Thread: combined conditions in For loop

For the for loop below each outputs 4,3,2,1,0 - how does this work exactly?

the first loop:
for (p=a+4, i=0; i<=4; i++) PRD(p[-i]);

is this just that we start at p[4] and keep going down until i = 4 which leaves us at p[0]? can someone please walk me through how it is being interpreted?

the second loop:
for (p=a+4; p>=a; p--) PRD(a[p-a]);

the first pass of this look p = 4, a = 0? is output here "a[4-0,3-0,2-0,1-0,0-0]"?

Code:

#define PRD(a) printf("%d", (a) )#define NL printf("\n");


// Create and initialse array
int a[]={0, 1, 2, 3, 4};

int main()
{
    int i;
    int* p;
    for (p=a+4, i=0; i<=4; i++) PRD(p[-i]);
    for (p=a+4; p>=a; p--) PRD(a[p-a]);
}

This looks like a "test your knowledge of obscure, useless C constructs" exercise. It helps to know that a[i] is equivalent to *(a + i) and *(i + a) and i[a]. That is why you can do crazy things like "abcdef"[2] (which results in 'c'). Not that you should do that in real code.

Code:

for (p=a+4, i=0; i<=4; i++) PRD(p[-i]);

You're basically right on this.
That sets p to the address of a[4], and sets i to 0. Then it loops, continuing while i <=4. Each time, it calls the macro PRD, passing it p[-i] to print out, and incrementing i. Since p[-i] is equal to *(p + -i), and p = a+4, p[-i] can be seen as *(a + 4 - i), so it prints out values of *(a + 4 - 0), then *(a + 4 - 1), ..., *(a + 4 - 4). Or, a[4], a[3], ..., a[0].

Code:

for (p=a+4; p>=a; p--) PRD(a[p-a]);

You seem a little more confused on this one. It involves a bit more pointer arithmetic.
This also starts with p pointing to the address of a[4], however, it decrements p each time through the loop, continuing while p is >= a. Two little notes here. First, a (the name of the array) is interpreted as a pointer to the first element, i.e. a is equivalent to &a[0] or (a + 0). Second, when you add or subtract pointers, it is automatically scaled by the size of the thing pointed to. That is, if an int is 4 bytes, &a[1] - &a[0] is still only 1 (1 element apart) instead of 4 (4 bytes apart). So assuming a starts at some address like 0x1000, and ints are 4 bytes, you have


&a[0] = 0x1000
&a[1] = 0x1004
...
&a[4] = 0x1010


That means p starts at 0x1010 (and a is always &a[0] or 0x1000). So you print a[0x1010 - 0x1000] which is a[0x10] or a[16], but remember, it gets scaled down by the size of an int (4 bytes), so you end up with a[4]. Then p is decremented by 1 (subtracting sizeof(*p) or sizeof(int)), so next iteration p = 0x100c. Thus, you print a[0x100c - 0x1000] == a[12], scaled down gives a[3].


Hope that makes sense.

The first loop is doing just what you have posted, above. Remember that as you increase i, the index number for the array will go DOWN, instead of up, since i is being subtracted.

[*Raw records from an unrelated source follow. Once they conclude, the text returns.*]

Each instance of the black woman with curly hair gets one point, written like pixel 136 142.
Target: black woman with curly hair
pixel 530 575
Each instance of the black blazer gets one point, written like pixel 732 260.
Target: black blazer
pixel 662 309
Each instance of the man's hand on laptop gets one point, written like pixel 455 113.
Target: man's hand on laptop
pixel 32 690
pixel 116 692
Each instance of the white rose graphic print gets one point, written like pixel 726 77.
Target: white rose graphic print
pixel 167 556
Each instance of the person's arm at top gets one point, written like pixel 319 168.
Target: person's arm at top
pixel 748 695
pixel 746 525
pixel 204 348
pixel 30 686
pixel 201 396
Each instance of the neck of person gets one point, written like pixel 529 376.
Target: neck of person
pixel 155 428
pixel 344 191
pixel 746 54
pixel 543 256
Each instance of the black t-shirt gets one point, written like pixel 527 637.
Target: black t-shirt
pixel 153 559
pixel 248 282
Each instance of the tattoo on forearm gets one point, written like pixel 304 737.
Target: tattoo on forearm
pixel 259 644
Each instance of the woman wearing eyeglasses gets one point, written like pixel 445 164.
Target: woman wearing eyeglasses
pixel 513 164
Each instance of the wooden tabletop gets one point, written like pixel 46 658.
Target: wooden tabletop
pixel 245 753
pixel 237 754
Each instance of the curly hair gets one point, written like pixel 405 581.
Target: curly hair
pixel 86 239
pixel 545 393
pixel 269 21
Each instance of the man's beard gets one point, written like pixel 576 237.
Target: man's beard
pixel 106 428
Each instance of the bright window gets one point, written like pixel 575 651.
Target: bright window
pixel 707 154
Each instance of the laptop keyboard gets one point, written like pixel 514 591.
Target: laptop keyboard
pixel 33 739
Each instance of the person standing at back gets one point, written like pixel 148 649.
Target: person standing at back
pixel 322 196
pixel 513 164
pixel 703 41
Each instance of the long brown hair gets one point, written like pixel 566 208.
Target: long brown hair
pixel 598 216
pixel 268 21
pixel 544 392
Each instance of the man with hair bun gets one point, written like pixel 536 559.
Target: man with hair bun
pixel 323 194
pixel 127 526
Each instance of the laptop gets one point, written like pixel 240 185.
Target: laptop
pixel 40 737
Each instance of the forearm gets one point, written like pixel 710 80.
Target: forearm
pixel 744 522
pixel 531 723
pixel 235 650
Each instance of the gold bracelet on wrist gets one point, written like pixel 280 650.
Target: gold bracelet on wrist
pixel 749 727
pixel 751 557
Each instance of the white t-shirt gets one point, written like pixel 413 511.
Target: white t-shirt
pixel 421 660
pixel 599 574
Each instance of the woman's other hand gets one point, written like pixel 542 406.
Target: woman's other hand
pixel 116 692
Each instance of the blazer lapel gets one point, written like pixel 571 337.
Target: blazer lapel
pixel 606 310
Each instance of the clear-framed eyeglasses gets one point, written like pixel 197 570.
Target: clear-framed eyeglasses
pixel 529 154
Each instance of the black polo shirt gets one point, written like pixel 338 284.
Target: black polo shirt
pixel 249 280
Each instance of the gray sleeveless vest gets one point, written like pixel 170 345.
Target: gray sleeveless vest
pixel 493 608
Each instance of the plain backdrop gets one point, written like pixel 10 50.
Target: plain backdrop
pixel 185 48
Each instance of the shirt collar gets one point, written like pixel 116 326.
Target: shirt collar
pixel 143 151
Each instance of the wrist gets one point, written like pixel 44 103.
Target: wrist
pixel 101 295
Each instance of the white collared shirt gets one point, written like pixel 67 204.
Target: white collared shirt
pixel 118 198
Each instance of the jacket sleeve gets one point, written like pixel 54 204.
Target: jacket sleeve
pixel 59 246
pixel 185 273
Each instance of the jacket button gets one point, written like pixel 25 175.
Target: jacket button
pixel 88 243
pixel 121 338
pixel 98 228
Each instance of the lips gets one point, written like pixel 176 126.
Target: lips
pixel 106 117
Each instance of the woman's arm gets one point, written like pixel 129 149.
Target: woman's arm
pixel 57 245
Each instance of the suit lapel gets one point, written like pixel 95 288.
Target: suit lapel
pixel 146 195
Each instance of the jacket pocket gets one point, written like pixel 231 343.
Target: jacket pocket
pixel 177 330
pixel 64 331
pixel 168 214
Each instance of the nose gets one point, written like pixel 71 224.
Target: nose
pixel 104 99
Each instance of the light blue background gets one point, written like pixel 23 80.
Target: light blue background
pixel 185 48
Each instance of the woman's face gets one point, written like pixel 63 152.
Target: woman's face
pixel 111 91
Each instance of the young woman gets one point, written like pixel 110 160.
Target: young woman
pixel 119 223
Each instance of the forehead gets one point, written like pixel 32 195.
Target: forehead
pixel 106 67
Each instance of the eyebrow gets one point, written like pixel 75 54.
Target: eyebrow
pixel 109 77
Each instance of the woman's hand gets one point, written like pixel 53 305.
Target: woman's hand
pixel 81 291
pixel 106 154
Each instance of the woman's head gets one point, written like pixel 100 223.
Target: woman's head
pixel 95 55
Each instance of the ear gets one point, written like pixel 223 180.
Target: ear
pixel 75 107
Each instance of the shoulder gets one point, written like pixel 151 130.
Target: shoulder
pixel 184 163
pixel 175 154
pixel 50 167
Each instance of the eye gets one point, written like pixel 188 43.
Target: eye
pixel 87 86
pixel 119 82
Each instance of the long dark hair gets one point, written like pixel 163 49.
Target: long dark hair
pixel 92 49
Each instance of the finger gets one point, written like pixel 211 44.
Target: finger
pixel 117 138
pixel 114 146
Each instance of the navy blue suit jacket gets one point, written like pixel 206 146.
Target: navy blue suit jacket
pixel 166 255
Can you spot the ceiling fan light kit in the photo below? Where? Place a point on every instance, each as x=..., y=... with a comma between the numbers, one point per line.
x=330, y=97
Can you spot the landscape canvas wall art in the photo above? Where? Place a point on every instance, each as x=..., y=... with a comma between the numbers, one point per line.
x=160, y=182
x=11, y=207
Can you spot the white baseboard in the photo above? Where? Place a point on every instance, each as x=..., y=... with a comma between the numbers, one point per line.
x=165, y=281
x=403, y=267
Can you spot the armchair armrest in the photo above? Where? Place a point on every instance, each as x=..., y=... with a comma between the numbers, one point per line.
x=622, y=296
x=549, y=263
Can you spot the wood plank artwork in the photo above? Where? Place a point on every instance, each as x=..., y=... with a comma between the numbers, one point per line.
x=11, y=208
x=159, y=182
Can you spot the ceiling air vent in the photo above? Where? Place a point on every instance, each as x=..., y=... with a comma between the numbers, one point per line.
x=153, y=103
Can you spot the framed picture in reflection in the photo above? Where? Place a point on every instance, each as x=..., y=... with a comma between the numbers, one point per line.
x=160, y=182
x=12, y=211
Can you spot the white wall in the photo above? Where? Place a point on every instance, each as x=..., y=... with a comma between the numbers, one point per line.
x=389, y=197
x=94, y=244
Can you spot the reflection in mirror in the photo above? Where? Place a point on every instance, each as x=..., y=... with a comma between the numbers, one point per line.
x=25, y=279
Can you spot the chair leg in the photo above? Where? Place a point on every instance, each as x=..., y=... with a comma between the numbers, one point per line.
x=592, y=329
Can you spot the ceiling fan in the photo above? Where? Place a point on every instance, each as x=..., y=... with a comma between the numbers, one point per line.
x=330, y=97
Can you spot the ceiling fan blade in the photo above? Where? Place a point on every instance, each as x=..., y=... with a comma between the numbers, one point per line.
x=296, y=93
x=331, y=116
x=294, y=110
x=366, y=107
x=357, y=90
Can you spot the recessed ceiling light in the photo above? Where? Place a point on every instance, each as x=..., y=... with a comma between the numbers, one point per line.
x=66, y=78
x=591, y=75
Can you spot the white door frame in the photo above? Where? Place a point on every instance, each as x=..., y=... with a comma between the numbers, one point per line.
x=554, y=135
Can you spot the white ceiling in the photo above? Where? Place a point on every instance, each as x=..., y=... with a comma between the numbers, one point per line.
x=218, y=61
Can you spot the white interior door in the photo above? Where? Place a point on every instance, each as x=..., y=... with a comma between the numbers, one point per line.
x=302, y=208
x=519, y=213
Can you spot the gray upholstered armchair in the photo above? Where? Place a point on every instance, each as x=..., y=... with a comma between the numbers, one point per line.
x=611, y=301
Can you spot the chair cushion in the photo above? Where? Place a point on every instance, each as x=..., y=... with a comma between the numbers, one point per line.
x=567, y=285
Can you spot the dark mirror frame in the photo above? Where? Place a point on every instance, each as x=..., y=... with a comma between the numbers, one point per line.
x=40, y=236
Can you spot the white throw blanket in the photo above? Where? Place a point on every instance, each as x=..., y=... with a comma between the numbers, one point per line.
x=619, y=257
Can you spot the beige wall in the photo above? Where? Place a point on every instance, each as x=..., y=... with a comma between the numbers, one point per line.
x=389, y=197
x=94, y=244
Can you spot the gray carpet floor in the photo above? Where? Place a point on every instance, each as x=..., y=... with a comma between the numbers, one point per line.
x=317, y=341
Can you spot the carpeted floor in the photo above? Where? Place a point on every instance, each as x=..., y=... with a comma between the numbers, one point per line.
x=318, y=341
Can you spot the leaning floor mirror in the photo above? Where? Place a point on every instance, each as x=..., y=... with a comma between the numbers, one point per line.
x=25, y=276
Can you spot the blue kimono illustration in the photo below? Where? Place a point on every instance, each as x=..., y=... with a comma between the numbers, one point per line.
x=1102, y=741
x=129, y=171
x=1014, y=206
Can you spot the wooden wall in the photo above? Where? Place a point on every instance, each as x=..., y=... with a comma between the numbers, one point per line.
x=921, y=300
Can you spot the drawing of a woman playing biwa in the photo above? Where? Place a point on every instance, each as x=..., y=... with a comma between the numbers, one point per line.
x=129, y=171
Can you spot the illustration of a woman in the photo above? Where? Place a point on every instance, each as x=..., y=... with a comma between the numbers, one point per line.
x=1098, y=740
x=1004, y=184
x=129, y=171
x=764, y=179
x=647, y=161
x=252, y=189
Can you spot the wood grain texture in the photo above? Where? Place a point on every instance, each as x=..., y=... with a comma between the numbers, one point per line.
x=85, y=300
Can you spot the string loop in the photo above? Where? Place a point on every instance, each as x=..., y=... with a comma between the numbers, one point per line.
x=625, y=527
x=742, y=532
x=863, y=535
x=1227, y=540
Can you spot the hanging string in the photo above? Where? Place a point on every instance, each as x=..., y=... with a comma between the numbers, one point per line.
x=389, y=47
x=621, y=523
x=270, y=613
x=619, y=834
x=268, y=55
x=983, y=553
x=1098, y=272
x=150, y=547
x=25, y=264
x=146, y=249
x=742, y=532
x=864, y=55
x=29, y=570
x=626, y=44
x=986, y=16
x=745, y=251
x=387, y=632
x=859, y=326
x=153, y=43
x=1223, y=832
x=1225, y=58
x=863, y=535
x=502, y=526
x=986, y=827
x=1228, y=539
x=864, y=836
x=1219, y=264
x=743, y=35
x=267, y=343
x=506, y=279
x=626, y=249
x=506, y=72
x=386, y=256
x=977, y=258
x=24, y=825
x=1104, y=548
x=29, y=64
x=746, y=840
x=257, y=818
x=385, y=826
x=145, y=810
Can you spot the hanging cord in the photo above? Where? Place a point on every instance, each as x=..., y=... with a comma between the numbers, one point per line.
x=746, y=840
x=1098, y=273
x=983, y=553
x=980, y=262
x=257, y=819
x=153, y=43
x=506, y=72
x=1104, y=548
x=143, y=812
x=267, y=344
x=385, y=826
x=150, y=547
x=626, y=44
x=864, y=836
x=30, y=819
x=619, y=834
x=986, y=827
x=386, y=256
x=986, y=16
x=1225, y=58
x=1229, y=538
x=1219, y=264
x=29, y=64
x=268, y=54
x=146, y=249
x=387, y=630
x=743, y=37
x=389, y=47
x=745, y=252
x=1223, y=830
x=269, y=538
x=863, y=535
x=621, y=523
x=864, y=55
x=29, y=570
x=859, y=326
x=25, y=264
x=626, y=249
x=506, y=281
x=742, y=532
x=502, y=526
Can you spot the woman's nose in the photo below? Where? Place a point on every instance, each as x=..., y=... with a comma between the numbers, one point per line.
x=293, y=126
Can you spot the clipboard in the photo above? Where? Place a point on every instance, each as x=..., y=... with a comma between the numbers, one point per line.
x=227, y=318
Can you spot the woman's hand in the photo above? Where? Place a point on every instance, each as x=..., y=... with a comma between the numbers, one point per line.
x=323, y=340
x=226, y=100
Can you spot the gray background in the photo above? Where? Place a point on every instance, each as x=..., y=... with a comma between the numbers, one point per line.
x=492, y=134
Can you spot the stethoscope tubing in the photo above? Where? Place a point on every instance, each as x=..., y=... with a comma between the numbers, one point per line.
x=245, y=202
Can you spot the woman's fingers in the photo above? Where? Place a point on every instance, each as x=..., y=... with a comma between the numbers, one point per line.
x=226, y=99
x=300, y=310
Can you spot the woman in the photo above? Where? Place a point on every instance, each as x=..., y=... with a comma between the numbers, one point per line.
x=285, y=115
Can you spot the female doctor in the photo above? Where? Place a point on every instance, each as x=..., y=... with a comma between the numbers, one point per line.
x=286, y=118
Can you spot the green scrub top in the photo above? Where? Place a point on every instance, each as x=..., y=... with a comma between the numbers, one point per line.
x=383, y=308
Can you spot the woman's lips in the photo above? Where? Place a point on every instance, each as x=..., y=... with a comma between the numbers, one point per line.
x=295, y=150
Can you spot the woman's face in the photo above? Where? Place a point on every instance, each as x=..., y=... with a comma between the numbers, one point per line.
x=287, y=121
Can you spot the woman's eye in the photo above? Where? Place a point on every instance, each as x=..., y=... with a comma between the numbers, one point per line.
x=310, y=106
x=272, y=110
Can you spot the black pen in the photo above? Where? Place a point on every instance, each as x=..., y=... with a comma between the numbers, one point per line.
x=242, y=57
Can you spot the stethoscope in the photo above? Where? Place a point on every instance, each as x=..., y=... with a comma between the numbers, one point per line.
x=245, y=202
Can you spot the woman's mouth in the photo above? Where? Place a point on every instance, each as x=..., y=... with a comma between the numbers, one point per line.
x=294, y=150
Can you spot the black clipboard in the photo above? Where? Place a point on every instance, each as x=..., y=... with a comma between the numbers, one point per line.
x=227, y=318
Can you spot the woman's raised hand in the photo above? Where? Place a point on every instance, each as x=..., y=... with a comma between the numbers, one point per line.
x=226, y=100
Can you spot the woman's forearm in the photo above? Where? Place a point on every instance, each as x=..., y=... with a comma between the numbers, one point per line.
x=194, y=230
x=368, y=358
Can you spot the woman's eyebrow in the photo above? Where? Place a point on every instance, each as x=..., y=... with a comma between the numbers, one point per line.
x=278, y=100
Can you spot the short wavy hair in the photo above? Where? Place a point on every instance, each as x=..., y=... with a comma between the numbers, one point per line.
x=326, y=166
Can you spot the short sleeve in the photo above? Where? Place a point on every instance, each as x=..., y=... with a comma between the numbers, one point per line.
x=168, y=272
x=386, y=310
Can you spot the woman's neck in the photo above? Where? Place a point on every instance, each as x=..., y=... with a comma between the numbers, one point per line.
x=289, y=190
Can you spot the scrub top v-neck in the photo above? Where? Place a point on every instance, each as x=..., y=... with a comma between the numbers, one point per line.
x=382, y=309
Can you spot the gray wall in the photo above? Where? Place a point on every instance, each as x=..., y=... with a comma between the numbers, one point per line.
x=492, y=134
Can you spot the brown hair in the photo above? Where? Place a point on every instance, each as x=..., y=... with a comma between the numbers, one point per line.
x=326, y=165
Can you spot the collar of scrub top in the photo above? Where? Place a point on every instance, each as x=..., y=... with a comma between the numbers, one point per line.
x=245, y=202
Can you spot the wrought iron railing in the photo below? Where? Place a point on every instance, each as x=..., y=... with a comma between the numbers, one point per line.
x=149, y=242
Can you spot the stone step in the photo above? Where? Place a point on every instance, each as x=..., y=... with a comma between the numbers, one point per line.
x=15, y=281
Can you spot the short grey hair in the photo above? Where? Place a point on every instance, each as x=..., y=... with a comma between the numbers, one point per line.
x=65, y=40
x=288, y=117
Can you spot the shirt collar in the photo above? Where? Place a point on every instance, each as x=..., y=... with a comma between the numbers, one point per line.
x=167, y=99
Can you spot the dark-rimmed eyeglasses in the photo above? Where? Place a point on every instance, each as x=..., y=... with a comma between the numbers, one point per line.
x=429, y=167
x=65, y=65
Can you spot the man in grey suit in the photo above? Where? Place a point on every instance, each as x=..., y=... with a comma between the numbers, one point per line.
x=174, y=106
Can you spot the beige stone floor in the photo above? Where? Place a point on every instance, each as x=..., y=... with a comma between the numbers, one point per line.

In the second loop, a is the address of the array's first element, so p-a is just a rather unintuitive way of writing [4-0], [3-0], [2-0], but using the pointer p, instead of an index number.

It's essential to know the relationship between a[number] and *(a+number), but in practice, the a[number] style is FAR more intuitive, and will result in FAR fewer errors.

Thank you very much. you explanations are very helpful. I understand much better now.